Pair Corralation between Xenia Hotels and STRA Hannoversche
Assuming the 90 days trading horizon Xenia Hotels Resorts is expected to generate 0.47 times more return on investment than STRA Hannoversche. However, Xenia Hotels Resorts is 2.13 times less risky than STRA Hannoversche. It trades about 0.04 of its potential returns per unit of risk. STRA Hannoversche Verkehrsbetriebe is currently generating about -0.02 per unit of risk. If you would invest 1,296 in Xenia Hotels Resorts on September 23, 2024 and sell it today you would earn a total of 124.00 from holding Xenia Hotels Resorts or generate 9.57% return on investment over 90 days.

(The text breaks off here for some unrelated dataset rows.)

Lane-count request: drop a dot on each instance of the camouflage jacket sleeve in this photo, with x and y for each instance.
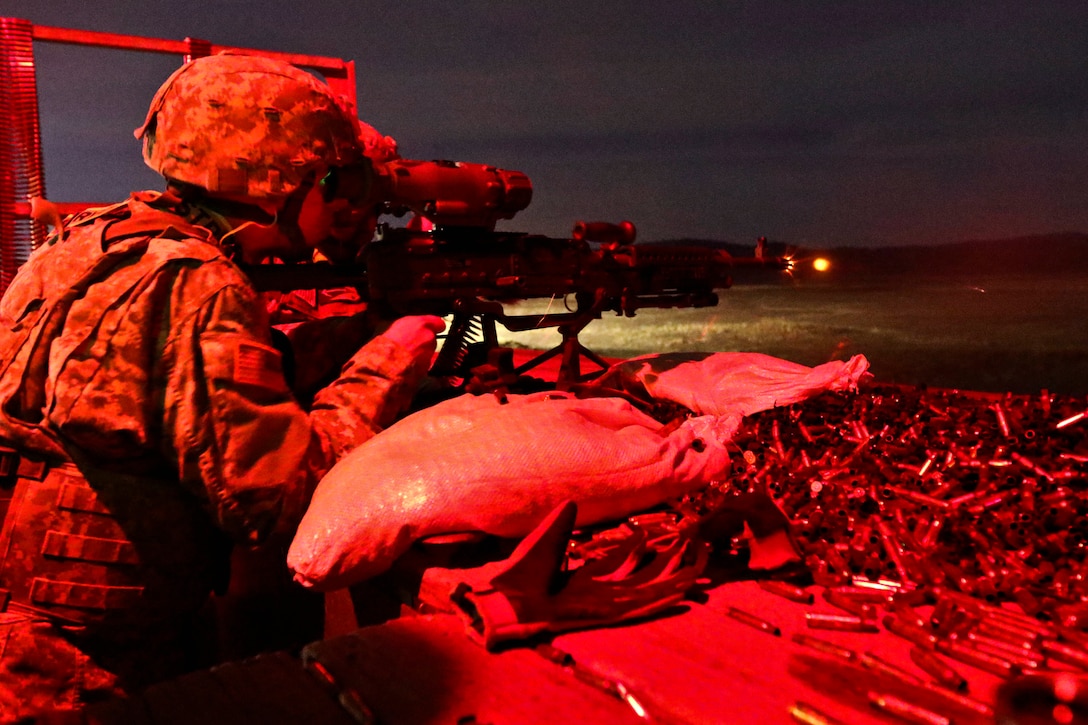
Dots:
(236, 430)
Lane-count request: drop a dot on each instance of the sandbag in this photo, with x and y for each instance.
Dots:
(729, 383)
(478, 464)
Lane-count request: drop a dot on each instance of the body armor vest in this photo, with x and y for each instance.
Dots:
(81, 544)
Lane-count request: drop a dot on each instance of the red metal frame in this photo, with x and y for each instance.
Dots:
(22, 172)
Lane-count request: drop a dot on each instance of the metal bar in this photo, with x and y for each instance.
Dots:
(331, 68)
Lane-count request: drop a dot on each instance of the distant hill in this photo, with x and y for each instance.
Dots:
(1048, 254)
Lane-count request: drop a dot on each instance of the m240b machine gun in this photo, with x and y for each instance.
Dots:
(450, 261)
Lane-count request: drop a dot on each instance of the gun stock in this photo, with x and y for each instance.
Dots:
(473, 273)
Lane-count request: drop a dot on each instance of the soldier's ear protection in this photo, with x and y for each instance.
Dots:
(350, 183)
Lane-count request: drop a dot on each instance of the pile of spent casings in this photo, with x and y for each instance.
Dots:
(954, 519)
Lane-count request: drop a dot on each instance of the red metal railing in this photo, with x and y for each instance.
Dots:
(22, 172)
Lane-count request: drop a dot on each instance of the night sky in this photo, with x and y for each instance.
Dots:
(816, 123)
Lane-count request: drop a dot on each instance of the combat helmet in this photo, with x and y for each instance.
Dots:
(246, 125)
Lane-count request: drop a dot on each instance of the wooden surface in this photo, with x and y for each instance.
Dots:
(699, 664)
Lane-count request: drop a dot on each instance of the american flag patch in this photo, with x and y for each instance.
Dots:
(257, 365)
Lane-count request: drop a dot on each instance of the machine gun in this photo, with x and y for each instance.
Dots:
(460, 266)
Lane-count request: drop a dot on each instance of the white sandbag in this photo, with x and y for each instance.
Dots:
(472, 464)
(730, 383)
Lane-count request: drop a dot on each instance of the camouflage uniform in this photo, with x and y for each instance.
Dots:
(145, 424)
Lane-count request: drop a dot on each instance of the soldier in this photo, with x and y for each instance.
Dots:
(145, 420)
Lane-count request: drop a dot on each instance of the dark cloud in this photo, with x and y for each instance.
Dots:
(845, 122)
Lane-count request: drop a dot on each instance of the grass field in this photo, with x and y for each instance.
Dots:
(1001, 333)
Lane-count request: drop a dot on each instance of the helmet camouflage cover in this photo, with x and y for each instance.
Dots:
(246, 125)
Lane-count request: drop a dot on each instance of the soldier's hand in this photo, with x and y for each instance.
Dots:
(417, 334)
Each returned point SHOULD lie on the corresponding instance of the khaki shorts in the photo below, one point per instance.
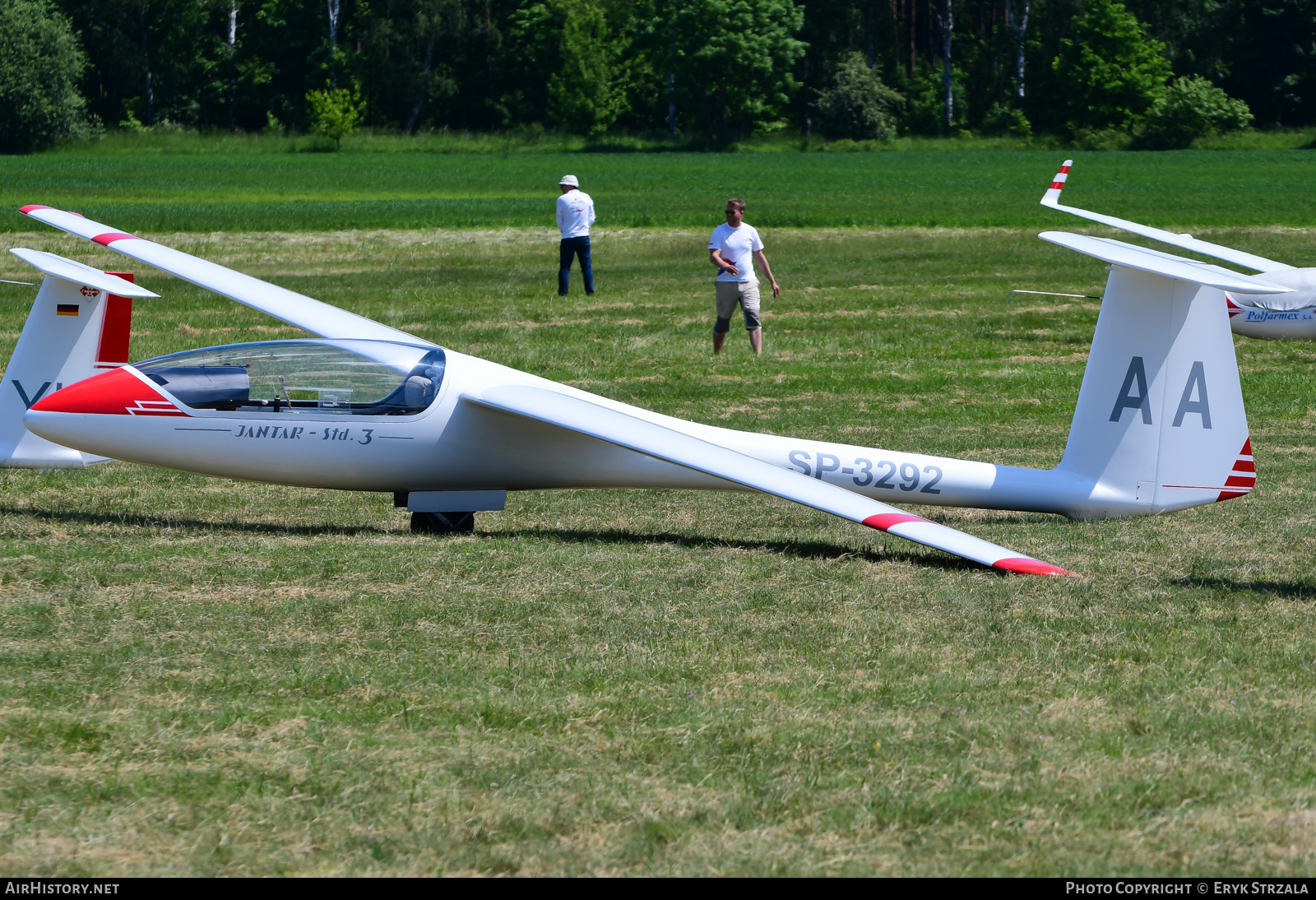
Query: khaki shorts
(728, 295)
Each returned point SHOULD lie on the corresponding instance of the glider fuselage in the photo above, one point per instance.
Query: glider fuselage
(457, 445)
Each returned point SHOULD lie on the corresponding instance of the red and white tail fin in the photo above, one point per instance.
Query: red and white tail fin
(1160, 417)
(1053, 193)
(79, 324)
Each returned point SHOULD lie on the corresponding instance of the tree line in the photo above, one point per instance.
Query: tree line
(712, 68)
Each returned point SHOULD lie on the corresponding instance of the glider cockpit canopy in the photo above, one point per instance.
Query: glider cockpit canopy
(362, 378)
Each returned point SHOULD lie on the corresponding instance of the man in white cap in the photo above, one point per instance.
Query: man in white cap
(576, 216)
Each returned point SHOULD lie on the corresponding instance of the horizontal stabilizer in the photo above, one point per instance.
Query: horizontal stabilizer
(1162, 263)
(1186, 241)
(320, 318)
(79, 274)
(681, 449)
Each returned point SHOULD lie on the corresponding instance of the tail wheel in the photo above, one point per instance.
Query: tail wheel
(451, 522)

Time Period | 3 Months [change] |
Direction | Moves Against |
Strength | Weak |
Accuracy | 100.0% |
Values | Daily Returns |
Xenia Hotels Resorts vs. STRA Hannoversche Verkehrsbetr
Performance |
Timeline |
Xenia Hotels Resorts |
STRA Hannoversche |
Xenia Hotels and STRA Hannoversche Volatility Contrast
Predicted Return Density |
Returns |
Pair Trading with Xenia Hotels and STRA Hannoversche
The main advantage of trading using opposite Xenia Hotels and STRA Hannoversche positions is that it hedges away some unsystematic risk. Because of two separate transactions, even if Xenia Hotels position performs unexpectedly, STRA Hannoversche can make up some of the losses. Pair trading also minimizes risk from directional movements in the market. For example, if an entire industry or sector drops because of unexpected headlines, the short position in STRA Hannoversche will offset losses from the drop in STRA Hannoversche's long position.Xenia Hotels vs. Hemisphere Energy Corp | Xenia Hotels vs. PARKEN Sport Entertainment | Xenia Hotels vs. Flutter Entertainment PLC | Xenia Hotels vs. Spirent Communications plc |
STRA Hannoversche vs. Transportadora de Gas | STRA Hannoversche vs. Host Hotels Resorts | STRA Hannoversche vs. Xenia Hotels Resorts | STRA Hannoversche vs. Pebblebrook Hotel Trust |
Check out your portfolio center.Note that this page's information should be used as a complementary analysis to find the right mix of equity instruments to add to your existing portfolios or create a brand new portfolio. You can also try the Equity Analysis module to research over 250,000 global equities including funds, stocks and ETFs to find investment opportunities.